Large Language Models produce text responses to prompts, one token at a time. They have a "next token probability predictor", which predicts the probabilities of candidates for the next token, and a "sampler", which is a random number generator that chooses the next token from the candidates, weighted by their probability. It's amazing that this system can produce sensible text responses to prompts, but it often does. But sometimes, it gives clearly wrong answers, and these are known as Hallucinations. Many experts consider the Hallucination Problem as fundamentally unsolvable, since it is an inherent property of the Large Language Model architecture.
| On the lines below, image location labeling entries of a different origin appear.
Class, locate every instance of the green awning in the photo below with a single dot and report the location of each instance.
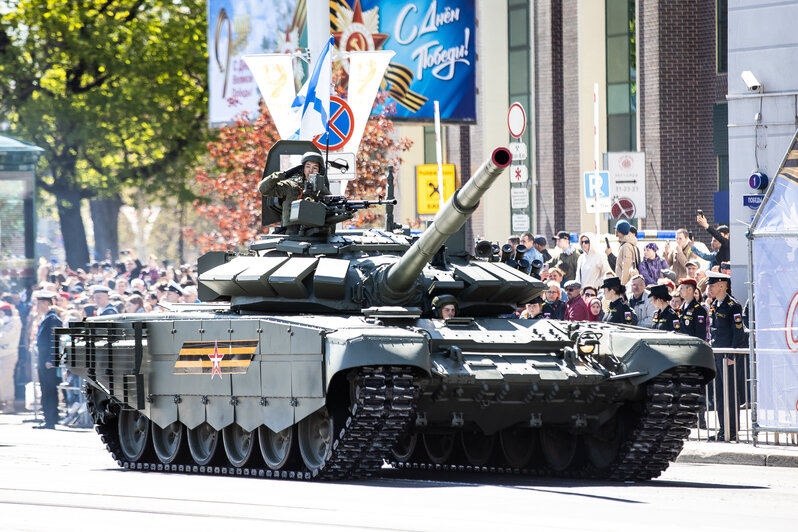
(18, 155)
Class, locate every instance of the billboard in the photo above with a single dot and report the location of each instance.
(434, 46)
(240, 27)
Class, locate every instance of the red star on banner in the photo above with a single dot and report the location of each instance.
(216, 358)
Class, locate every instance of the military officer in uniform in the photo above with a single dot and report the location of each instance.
(692, 315)
(726, 330)
(46, 359)
(102, 300)
(665, 318)
(619, 311)
(288, 186)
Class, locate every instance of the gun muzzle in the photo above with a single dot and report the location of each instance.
(484, 249)
(458, 208)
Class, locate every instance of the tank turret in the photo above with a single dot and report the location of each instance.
(402, 275)
(320, 269)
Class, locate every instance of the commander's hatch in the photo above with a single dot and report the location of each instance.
(284, 155)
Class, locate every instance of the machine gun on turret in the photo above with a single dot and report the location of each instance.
(326, 209)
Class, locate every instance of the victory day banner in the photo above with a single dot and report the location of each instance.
(434, 47)
(240, 27)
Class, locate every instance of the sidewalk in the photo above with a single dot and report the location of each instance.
(694, 452)
(704, 452)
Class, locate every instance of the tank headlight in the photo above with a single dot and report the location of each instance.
(587, 342)
(586, 349)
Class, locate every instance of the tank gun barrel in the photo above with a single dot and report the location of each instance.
(459, 208)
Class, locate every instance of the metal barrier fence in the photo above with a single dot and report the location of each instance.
(729, 412)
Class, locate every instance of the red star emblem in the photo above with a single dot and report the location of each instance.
(216, 358)
(357, 37)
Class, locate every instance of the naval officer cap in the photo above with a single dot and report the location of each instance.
(99, 288)
(714, 277)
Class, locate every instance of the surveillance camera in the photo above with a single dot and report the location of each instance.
(750, 80)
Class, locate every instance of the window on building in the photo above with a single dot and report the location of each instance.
(621, 75)
(519, 86)
(722, 34)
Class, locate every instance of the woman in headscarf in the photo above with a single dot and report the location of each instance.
(592, 265)
(652, 264)
(596, 312)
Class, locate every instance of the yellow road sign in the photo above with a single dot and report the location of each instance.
(427, 186)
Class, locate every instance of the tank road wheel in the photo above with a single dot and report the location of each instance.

At Neocortix, we've invented a Hallucination Detector by extending the architecture of the Large Language Model, to give it a confidence measure for the next token chosen by the sampler. We have found that regions of low confidence are correlated with Hallucinations, so this confidence measure can be used to build a Hallucination Detector. In the demonstration above, you can see that the Large Language Model is hallucinating book titles that were never written by Lloyd Watts, and the Hallucination Detector is marking them successfully with light blue highlight, to indicate the hallucinating passages.

This Hallucination Detector by Neocortix is an essential technology for detecting, monitoring, and eliminating hallucinations in Large Language Models, and it can be further improved by combining it with the output of the Deep Attribution Network by Neocortix.